I nodded. Yes, he would.
Especially now that I had sneaked that long-wear brown contact lens into the Inferno bridal suite.
He would look perfectly the same.
Only time and a return to consciousness would tell if he was the Ric I knew and loved.
Chapter Seven
I SEE THE Vegas entertainment scene has gotten dark and dangerous,” Helena Burnside commented as the cab dropped us off at the Inferno entrance at 9:00 P.M.
Manny was there to sweep open the SUV’s sliding door for us.
“Welcome back, Miss Street. I’m sorry to see Dolly has not accompanied you.”
“Dolly?” Helena asked after I’d tipped Manny and we were walking inside. “And just what is that parking valet’s, ah… derivation?”
“A low-order demon, usually harmless. Not that he wouldn’t snap up a careless soul if he could.”
“And… Dolly is a friend of yours?”
“My car. Demons love classic cars and Dolly is choice.”
She eyed me hard. “You named your car Dolly?”
“She’s an estate-sale cream puff, a ’56 Caddy Biarritz with pointed chrome bumper bullets up front that could take out a tank nest.”

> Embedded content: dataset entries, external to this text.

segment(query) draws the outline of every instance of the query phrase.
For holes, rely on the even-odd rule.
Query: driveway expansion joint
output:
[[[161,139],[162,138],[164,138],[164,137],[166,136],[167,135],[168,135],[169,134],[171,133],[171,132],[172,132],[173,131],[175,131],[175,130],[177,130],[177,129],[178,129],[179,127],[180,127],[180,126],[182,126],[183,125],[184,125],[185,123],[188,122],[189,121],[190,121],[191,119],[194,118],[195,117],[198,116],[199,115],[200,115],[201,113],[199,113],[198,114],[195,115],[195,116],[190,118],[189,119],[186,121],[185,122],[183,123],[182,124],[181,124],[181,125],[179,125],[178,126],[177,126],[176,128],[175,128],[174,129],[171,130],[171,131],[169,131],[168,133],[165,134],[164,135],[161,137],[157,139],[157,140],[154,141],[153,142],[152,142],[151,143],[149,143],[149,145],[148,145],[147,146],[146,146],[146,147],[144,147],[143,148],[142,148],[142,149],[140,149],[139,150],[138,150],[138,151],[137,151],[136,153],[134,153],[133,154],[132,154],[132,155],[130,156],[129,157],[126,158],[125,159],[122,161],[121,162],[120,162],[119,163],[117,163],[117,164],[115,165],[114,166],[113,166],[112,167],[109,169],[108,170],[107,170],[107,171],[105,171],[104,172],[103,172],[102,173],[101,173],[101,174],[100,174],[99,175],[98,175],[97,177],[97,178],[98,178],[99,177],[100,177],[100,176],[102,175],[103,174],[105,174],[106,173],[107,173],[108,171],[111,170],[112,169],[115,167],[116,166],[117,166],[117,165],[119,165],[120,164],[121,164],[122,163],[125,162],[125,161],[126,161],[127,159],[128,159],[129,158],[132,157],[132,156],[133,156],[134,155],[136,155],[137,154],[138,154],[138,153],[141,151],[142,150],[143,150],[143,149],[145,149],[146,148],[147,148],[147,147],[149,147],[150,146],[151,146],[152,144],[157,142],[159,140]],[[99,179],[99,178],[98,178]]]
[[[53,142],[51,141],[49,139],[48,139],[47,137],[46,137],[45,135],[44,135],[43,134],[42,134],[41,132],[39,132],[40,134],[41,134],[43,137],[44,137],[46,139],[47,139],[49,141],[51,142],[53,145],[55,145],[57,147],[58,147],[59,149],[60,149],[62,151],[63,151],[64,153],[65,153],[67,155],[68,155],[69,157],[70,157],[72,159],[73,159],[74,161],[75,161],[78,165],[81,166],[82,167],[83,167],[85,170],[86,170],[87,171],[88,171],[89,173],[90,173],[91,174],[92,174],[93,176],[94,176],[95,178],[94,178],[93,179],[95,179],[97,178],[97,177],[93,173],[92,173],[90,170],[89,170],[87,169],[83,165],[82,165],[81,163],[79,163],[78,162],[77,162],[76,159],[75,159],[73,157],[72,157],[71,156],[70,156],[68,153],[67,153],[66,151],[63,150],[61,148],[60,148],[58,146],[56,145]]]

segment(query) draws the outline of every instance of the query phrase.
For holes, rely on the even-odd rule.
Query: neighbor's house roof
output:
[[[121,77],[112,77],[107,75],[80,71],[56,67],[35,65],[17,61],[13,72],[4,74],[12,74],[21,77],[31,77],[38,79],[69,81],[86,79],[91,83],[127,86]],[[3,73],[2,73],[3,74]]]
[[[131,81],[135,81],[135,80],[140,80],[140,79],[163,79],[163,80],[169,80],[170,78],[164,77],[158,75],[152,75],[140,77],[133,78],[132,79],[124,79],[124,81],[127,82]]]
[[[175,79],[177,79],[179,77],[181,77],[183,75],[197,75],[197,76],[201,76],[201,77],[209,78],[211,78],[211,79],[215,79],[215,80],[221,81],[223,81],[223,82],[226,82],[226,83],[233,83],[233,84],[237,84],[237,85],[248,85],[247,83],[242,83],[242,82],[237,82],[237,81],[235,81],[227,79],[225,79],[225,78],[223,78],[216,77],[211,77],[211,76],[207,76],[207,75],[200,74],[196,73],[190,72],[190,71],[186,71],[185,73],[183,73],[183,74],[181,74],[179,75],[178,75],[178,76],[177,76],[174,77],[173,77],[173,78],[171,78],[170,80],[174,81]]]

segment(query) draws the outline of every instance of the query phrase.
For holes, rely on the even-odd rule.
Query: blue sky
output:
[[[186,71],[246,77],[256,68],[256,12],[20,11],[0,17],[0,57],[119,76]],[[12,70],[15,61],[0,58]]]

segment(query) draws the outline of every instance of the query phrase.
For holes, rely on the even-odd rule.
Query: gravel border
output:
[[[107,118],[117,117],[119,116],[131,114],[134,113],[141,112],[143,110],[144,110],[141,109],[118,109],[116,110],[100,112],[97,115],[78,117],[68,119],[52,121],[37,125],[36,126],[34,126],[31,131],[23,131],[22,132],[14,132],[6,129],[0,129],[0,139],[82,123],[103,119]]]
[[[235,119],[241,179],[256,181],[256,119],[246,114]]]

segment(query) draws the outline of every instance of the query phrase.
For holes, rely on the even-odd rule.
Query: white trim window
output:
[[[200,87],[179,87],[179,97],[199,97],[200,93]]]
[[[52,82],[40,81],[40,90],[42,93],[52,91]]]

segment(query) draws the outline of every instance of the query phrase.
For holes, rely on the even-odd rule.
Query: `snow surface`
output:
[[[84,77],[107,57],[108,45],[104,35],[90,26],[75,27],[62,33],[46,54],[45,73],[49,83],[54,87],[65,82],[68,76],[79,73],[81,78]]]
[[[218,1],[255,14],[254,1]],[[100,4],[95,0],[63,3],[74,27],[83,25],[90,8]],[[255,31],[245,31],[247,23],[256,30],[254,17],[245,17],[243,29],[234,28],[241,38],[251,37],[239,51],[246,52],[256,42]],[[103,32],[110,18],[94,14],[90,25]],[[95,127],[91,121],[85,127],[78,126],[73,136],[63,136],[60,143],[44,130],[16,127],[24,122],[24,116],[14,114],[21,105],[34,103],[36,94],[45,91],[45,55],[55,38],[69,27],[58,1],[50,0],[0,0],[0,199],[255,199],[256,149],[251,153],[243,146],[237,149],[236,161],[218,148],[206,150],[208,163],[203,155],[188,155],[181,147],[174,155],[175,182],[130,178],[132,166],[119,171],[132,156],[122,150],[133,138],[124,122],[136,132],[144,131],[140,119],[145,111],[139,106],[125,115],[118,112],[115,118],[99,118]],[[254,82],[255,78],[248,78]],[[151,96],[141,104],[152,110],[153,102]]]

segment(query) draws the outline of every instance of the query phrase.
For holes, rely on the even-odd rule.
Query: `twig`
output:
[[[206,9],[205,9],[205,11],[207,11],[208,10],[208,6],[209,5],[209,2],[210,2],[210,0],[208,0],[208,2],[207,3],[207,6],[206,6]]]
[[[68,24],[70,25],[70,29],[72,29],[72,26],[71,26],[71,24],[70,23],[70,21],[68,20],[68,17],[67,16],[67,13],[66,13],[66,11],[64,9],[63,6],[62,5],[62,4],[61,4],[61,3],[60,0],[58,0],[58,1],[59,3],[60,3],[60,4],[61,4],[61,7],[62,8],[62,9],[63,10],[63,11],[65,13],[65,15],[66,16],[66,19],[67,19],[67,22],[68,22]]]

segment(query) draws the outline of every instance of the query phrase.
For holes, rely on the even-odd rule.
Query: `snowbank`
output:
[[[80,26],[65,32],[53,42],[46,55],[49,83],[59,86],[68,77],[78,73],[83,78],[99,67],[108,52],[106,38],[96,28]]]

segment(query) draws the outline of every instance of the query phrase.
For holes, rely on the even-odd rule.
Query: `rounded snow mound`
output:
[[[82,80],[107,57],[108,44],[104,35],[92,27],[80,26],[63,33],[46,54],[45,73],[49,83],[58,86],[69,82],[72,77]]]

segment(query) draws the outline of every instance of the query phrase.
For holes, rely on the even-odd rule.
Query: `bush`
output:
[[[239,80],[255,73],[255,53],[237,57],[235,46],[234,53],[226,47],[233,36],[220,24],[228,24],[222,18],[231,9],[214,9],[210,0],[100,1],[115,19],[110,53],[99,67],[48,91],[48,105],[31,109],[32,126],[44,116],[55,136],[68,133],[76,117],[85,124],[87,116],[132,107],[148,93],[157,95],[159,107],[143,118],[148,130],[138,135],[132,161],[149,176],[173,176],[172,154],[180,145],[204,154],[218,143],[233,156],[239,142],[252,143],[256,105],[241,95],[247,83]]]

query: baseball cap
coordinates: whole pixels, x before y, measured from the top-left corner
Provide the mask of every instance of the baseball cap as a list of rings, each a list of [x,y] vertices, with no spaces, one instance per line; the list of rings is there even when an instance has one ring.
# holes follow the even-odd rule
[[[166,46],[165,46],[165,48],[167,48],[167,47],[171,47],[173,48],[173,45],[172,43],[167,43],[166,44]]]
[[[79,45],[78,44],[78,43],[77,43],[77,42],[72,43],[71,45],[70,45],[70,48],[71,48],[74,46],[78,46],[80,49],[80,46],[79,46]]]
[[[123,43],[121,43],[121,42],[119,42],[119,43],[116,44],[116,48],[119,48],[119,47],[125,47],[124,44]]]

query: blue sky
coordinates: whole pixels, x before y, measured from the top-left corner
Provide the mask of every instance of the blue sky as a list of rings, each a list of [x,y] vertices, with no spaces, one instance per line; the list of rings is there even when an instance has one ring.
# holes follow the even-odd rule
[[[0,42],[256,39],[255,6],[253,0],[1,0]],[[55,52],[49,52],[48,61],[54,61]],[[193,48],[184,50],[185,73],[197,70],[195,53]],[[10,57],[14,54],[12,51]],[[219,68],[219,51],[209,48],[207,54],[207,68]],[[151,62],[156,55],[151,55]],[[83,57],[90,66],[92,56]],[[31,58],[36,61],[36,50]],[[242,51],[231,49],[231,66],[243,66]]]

“Oh? Oh. My, this town is colorful, and so are you.”
“As you noted, my stuffy outfit was for the benefit of the resident D.C. bureaucrat.”
“I bet you show my boy a whole different side.”
“He’s shown me a whole different side of myself.”
“It’s that way. I see. What should I expect with him, Delilah?”
By then we were in the elevator wafting upward.
“That’s why I went to you. He’s been healing well but is still comatose. I think his mental state needs expert addressing.”
“You aren’t the person he’d most respond to?”